Przewodniczący Komisji Spraw Zagranicznych Izby Reprezentantów Gregory Meeks, DN.Y. stwierdził, że wstępna umowa na rzecz Polski na bezpośrednie dostawy MiG-29 rozpadła się w zeszłym tygodniu w obliczu obaw Warszawy przed „możliwym odwetem ze strony Rosji”, ale wskazał, że takie negocjacje nie są martwe.
„Myślę, że w tej kwestii wszystko jest jeszcze rozważane, ale w międzyczasie musimy coś zrobić, aby spróbować zamknąć te niebo, a S-300 jest alternatywą, o której wspomniał nawet prezydent Zełenski w swoim oświadczeniu”. – powiedział Meeks.
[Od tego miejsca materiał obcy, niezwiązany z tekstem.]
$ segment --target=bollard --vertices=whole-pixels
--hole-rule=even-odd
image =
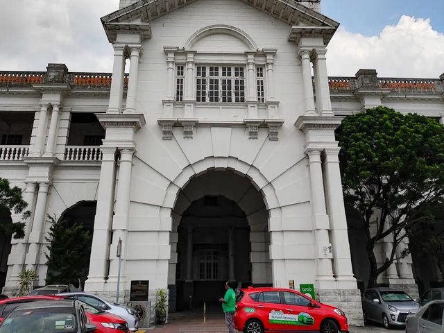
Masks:
[[[203,323],[207,323],[207,305],[203,302]]]

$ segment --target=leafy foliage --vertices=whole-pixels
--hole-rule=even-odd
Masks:
[[[344,200],[366,227],[371,287],[396,259],[398,246],[443,203],[444,128],[423,116],[378,107],[347,117],[336,138]],[[378,267],[373,249],[388,237],[394,246]]]
[[[89,259],[89,249],[92,236],[81,224],[70,225],[68,221],[61,219],[56,221],[55,216],[48,215],[52,223],[49,229],[49,242],[45,253],[48,274],[46,284],[77,284],[78,279],[85,280],[85,262]]]
[[[18,285],[20,287],[19,296],[27,296],[31,293],[34,282],[37,280],[38,275],[32,269],[22,271],[19,273]]]
[[[22,189],[17,186],[11,188],[7,179],[0,178],[0,232],[14,234],[16,239],[24,237],[24,222],[11,223],[9,212],[22,214],[26,220],[31,216],[31,212],[25,210],[26,207],[28,203],[22,197]]]

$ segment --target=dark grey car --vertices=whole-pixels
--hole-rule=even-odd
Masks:
[[[380,323],[386,328],[405,325],[406,317],[418,308],[417,302],[399,289],[371,288],[362,297],[364,321]]]

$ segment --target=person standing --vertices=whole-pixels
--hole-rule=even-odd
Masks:
[[[225,323],[227,324],[228,332],[234,333],[234,327],[233,325],[233,317],[236,311],[236,293],[233,290],[230,282],[227,281],[225,284],[226,292],[225,296],[219,298],[219,302],[222,303],[222,309],[225,315]]]

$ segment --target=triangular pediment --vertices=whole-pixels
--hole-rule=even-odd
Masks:
[[[305,33],[310,31],[331,38],[339,24],[295,0],[239,0]],[[140,0],[116,10],[101,19],[108,40],[112,42],[119,31],[141,31],[151,37],[149,23],[199,0]],[[289,37],[290,38],[290,37]],[[327,41],[330,40],[327,37]],[[290,38],[291,39],[291,38]]]

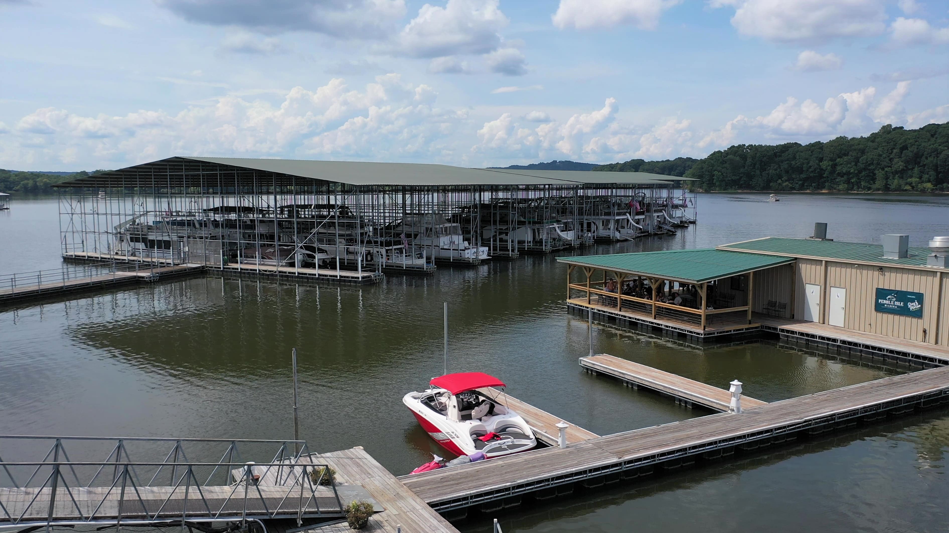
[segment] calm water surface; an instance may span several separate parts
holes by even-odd
[[[949,234],[944,195],[766,196],[704,194],[695,227],[595,252],[800,237],[815,221],[837,240]],[[55,199],[0,212],[0,273],[58,267],[58,243]],[[302,437],[319,450],[363,446],[405,473],[441,453],[400,398],[441,373],[446,301],[450,372],[498,375],[513,395],[601,434],[705,414],[583,374],[586,322],[566,313],[565,275],[553,257],[529,256],[374,286],[193,278],[5,310],[0,432],[288,438],[295,346]],[[594,343],[719,387],[738,378],[766,401],[886,376],[773,342],[696,347],[596,325]],[[499,516],[506,532],[945,531],[947,450],[949,412],[933,412]]]

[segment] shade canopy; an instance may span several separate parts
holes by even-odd
[[[433,377],[430,381],[434,387],[445,389],[453,395],[465,391],[474,391],[482,387],[504,387],[501,381],[493,376],[483,372],[459,372]]]
[[[613,272],[701,284],[793,263],[794,258],[701,248],[558,257],[557,261]]]

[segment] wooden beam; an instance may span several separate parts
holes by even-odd
[[[616,310],[623,310],[623,280],[626,279],[625,274],[620,274],[619,272],[613,272],[616,275]]]
[[[567,266],[567,299],[570,299],[570,274],[573,273],[573,269],[576,268],[575,265]]]
[[[656,320],[656,280],[652,278],[646,278],[649,280],[649,286],[653,289],[653,320]]]
[[[593,276],[593,268],[584,266],[584,273],[586,274],[586,304],[590,304],[590,278]]]
[[[705,291],[708,288],[708,282],[702,284],[702,331],[705,331],[705,311],[708,309],[708,304],[705,303]]]
[[[748,273],[748,323],[752,323],[752,306],[754,305],[754,271]]]

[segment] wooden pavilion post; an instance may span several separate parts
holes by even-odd
[[[623,310],[623,299],[620,298],[623,295],[623,281],[626,279],[626,275],[621,275],[619,272],[613,272],[616,276],[616,310]]]
[[[573,273],[573,269],[576,268],[576,265],[567,266],[567,299],[570,299],[570,274]]]
[[[584,266],[584,273],[586,274],[586,305],[590,304],[590,278],[593,277],[593,268]]]
[[[752,323],[752,303],[754,302],[754,272],[748,273],[748,323]]]
[[[705,303],[705,292],[708,285],[708,282],[702,284],[702,331],[705,331],[705,311],[708,309],[708,304]]]
[[[653,289],[653,320],[656,320],[656,280],[653,278],[646,278],[649,280],[649,286]]]

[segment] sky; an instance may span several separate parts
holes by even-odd
[[[949,120],[944,0],[0,0],[0,168],[701,157]]]

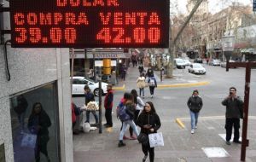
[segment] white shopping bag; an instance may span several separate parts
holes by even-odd
[[[34,148],[37,143],[37,135],[30,134],[30,133],[24,133],[22,141],[21,141],[21,147],[27,147]]]
[[[148,135],[150,148],[163,147],[164,138],[162,132],[152,133]]]

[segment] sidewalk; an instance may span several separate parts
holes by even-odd
[[[148,69],[146,69],[147,71]],[[204,80],[200,75],[194,75],[187,72],[187,71],[181,69],[173,70],[173,77],[172,78],[166,78],[163,75],[163,79],[160,81],[160,72],[154,71],[156,78],[158,88],[175,88],[175,87],[190,87],[198,85],[207,85],[209,81]],[[125,80],[119,78],[119,84],[113,87],[115,90],[126,90],[137,87],[136,81],[139,76],[137,67],[129,67],[125,80],[129,80],[129,85],[125,84]]]
[[[136,80],[139,75],[138,69],[130,67],[125,81],[119,80],[116,87],[125,88],[122,90],[137,89]],[[193,84],[207,82],[201,76],[191,75],[174,70],[174,78],[160,80],[160,72],[154,72],[158,88],[165,85],[180,84],[193,86]],[[117,92],[121,96],[122,92]],[[159,111],[162,115],[160,131],[163,133],[165,146],[155,148],[154,162],[238,162],[240,161],[241,145],[225,144],[224,128],[224,117],[200,117],[198,129],[195,133],[190,133],[190,119],[179,118],[184,128],[175,123],[176,119],[170,119],[165,111]],[[114,112],[114,108],[113,109]],[[104,112],[103,112],[104,114]],[[164,114],[164,115],[163,115]],[[102,124],[105,118],[102,117]],[[125,147],[118,148],[118,138],[121,123],[113,114],[113,127],[104,128],[102,134],[98,129],[90,133],[80,133],[73,136],[74,162],[141,162],[143,157],[141,144],[137,140],[125,140]],[[256,118],[248,120],[247,139],[250,140],[247,148],[247,162],[256,162]],[[241,128],[240,129],[241,131]],[[128,131],[125,133],[127,136]],[[146,162],[149,162],[148,159]]]

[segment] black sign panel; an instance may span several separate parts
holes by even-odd
[[[14,0],[9,3],[12,47],[169,45],[169,0]]]

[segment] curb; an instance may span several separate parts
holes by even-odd
[[[112,90],[125,90],[125,84],[123,84],[122,87],[113,87]]]
[[[158,88],[175,88],[175,87],[192,87],[198,85],[207,85],[210,82],[198,82],[195,84],[166,84],[166,85],[158,85]]]
[[[179,119],[176,119],[175,121],[181,128],[185,128],[185,125]]]

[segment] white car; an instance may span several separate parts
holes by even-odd
[[[72,95],[84,95],[84,85],[88,85],[95,95],[99,95],[99,82],[95,82],[84,77],[73,77]],[[102,94],[107,93],[107,83],[102,82]]]
[[[188,71],[189,71],[189,72],[197,73],[197,74],[206,74],[207,73],[206,68],[203,67],[199,63],[194,63],[191,66],[189,66]]]
[[[185,61],[183,59],[177,58],[174,59],[174,65],[177,68],[183,69],[186,67]]]
[[[209,62],[209,65],[210,66],[220,66],[220,61],[213,59]]]
[[[190,66],[192,64],[189,60],[186,60],[186,59],[184,59],[183,61],[186,66]]]

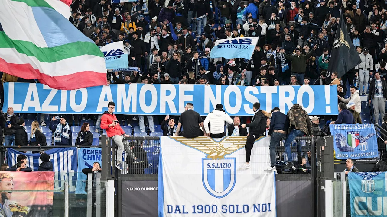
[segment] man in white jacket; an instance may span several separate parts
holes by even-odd
[[[223,110],[223,105],[218,104],[216,105],[216,108],[207,115],[203,123],[205,132],[209,132],[207,135],[212,138],[221,138],[226,136],[225,121],[228,124],[233,123],[233,119]],[[210,124],[209,129],[208,128],[209,124]]]
[[[349,90],[351,91],[351,96],[348,99],[341,97],[338,95],[337,97],[341,102],[346,104],[348,104],[350,101],[355,103],[355,111],[360,114],[361,111],[361,102],[360,97],[359,95],[359,90],[356,90],[356,88],[354,86],[351,86]]]

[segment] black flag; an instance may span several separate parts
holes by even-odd
[[[342,12],[330,53],[327,78],[325,80],[326,84],[330,83],[332,81],[330,75],[332,72],[337,72],[337,78],[341,78],[361,62],[359,53],[348,34],[346,21],[343,19]]]

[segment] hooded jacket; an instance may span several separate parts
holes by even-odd
[[[113,121],[117,120],[117,117],[114,114],[111,114],[107,111],[102,114],[101,117],[101,128],[106,130],[108,137],[113,137],[114,136],[121,136],[125,134],[125,132],[119,125],[113,127],[109,127],[109,125],[113,123]]]
[[[298,104],[295,104],[288,112],[288,117],[289,119],[289,127],[288,133],[293,129],[301,131],[306,136],[310,135],[312,130],[310,119],[305,110]]]
[[[368,95],[368,96],[370,95]],[[348,104],[349,101],[353,102],[356,105],[355,106],[355,111],[359,113],[361,112],[361,100],[360,100],[360,96],[359,95],[359,90],[356,90],[353,94],[351,94],[348,98],[342,98],[341,100],[341,102],[346,104]]]
[[[226,114],[221,108],[216,108],[212,110],[205,117],[203,124],[205,132],[212,134],[219,134],[224,132],[224,122],[228,124],[233,123],[233,119]],[[209,129],[208,124],[210,124]]]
Joe Gould był starszym reporterem Pentagonu w Defense News, piszącym o skrzyżowaniu polityki bezpieczeństwa narodowego, polityki i przemysłu obronnego. Wcześniej był reporterem Kongresu.
Stephen Losey jest reporterem działań powietrznych w Defense News. Wcześniej zajmował się kwestiami przywództwa i personelu w Air Force Times i Pentagonie, operacjami specjalnymi i wojną powietrzną na Military.com. Udał się na Bliski Wschód, aby relacjonować operacje Sił Powietrznych Stanów Zjednoczonych.
„Piwny maniak. Odkrywca. Nieuleczalny rozwiązywacz problemów. Podróżujący ninja. Pionier zombie. Amatorski twórca. Oddany orędownik mediów społecznościowych.”